Following the release of ChatGPT, a group of people emerged calling themselves AI Engineers. They specialised in building applications around LLMs, often discovering performance improving techniques by probing undocumented behaviour. Today's state of the art models perform most of these tricks natively, without the need for external tricks. This realisation struck me when I noticed that my job over the past six months largely involved removing components we had previously developed. Let's delve into how AI Engineers became the first job to be replaced by AI.
For our first example, let's wind back the clock to when function calling hadn't yet emerged as the standard for structured communication between applications and LLMs. AI Engineers post-processed each LLM request to parse out XML or JSON, advanced implementations supported streaming, fuzzy parsing and enforcing structured outputs. However, once the AI Labs introduced native function calling support, this entire processing step could be eliminated from the application layer.
Then came prompt engineering, which at its peak was filled with weird hacks like emotional pleas ("my dog will die if you don't find the bug in my code") and chain-of-thought (CoT) prompting. These concepts are now dead thanks to LLMs that support native reasoning, which outperforms CoT prompting. The shift represents a direct transfer of complexity from AI Engineers to the AI Labs, and development cost to inference cost.
Now let's jump to what I consider the most significant recent development: the huge leap in LLM accuracy for completing higher-level objectives. The current leader on SWE-bench (a benchmark measuring realistic software engineering tasks) isn't Cursor, Windsurf, Devin, or any other AI Application. Instead, it’s Anthropic's Claude 4, operating simply within a loop and utilising a few basic functions.
Previously, tasks like generating code diffs, running unit tests or debugging failing tests each required specialised prompts and separate validation methods. AI applications essentially had to chain together these distinct "modes." Today, a single conversational thread with an LLM can naturally handle all these tasks, performing each step in the appropriate order.

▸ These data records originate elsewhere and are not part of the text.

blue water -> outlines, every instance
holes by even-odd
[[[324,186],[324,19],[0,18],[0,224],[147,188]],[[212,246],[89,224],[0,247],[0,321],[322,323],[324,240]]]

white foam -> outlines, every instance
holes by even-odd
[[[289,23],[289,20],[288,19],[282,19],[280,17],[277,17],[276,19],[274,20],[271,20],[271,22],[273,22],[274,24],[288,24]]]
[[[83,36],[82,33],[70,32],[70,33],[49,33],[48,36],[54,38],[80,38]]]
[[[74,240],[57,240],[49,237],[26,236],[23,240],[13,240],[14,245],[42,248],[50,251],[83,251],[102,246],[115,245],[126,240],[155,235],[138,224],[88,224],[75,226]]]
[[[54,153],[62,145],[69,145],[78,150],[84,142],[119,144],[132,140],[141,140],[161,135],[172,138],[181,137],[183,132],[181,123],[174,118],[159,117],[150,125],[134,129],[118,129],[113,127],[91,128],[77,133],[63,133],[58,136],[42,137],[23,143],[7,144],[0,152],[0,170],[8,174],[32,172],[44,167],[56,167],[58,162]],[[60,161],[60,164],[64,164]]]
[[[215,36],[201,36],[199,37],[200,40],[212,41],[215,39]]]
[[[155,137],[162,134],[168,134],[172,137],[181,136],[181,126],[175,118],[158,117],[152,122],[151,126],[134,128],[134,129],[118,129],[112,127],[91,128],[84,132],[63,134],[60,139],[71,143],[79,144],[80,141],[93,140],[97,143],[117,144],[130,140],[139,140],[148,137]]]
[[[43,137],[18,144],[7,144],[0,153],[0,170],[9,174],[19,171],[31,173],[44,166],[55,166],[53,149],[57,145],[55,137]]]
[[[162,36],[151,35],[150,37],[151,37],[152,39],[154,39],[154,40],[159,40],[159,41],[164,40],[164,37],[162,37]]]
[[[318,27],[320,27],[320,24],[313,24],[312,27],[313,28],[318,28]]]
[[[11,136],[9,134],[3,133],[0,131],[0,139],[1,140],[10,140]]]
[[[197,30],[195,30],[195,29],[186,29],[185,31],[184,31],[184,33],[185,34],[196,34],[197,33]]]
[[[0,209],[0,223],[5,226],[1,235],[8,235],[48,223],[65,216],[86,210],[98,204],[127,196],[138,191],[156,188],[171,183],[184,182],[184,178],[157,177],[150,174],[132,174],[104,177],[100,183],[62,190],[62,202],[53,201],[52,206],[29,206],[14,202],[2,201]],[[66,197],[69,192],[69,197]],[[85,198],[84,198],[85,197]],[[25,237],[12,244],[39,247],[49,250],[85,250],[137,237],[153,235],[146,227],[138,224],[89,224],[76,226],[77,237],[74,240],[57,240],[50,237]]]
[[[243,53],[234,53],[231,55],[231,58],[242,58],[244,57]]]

LLMs have also notably improved in their ability to correct their own mistakes. A major component of AI applications was verifying the correctness of an LLM's output, but this is becoming increasingly unnecessary. With access to a bash terminal, an LLM can now independently execute test scripts, interpret the results from failing tests and apply further changes.
Elements of this behaviour have always existed in LLMs. Even the original ChatGPT model would have attempted code changes and verified by running tests if instructed, though its accuracy would have been quite limited. To improve accuracy on multi-turn performance, AI Labs have defined their own function definitions (e.g. Claude's text_editor) that developers and CLIs (e.g. Claude Code and Codex) can implement. This ensures consistency between inference time behaviour and the function definitions used during the LLM training phase.
It's clear that AI Labs envision their role extending beyond just supplying the LLM. They aim to provide the general-purpose functions and the multi-turn conversational infrastructure required to execute complex tasks. And not just in coding: both OpenAI and Anthropic have released high-level web search APIs that orchestrate multi-turn conversations and function calls behind the scenes. The era of chaining together chat completion requests could soon be over. We're moving into a new phase, one where you simply send your high-level goal to an AI Lab provided CLI or API, and it handles the necessary steps seamlessly.
This leaves AI Engineers with increasingly fewer specialised tasks, or at least, the nature of their work today is fundamentally different from what it once was. There's still plenty to build at the next layer of abstraction, but my hunch is that as we climb up these layers, the tasks begin to resemble Normal Engineering.
The era of weird hacks and prompt wizardry is quickly becoming a nostalgic memory. RIP the AI Engineer.
Shower thoughts
Benchmarks should focus on measuring higher-level tasks. There was considerable surprise at Claude 4 Sonnet underperforming Claude 3.7 Sonnet on the Aider coding leaderboard, despite Claude 4 obviously being the better coding model.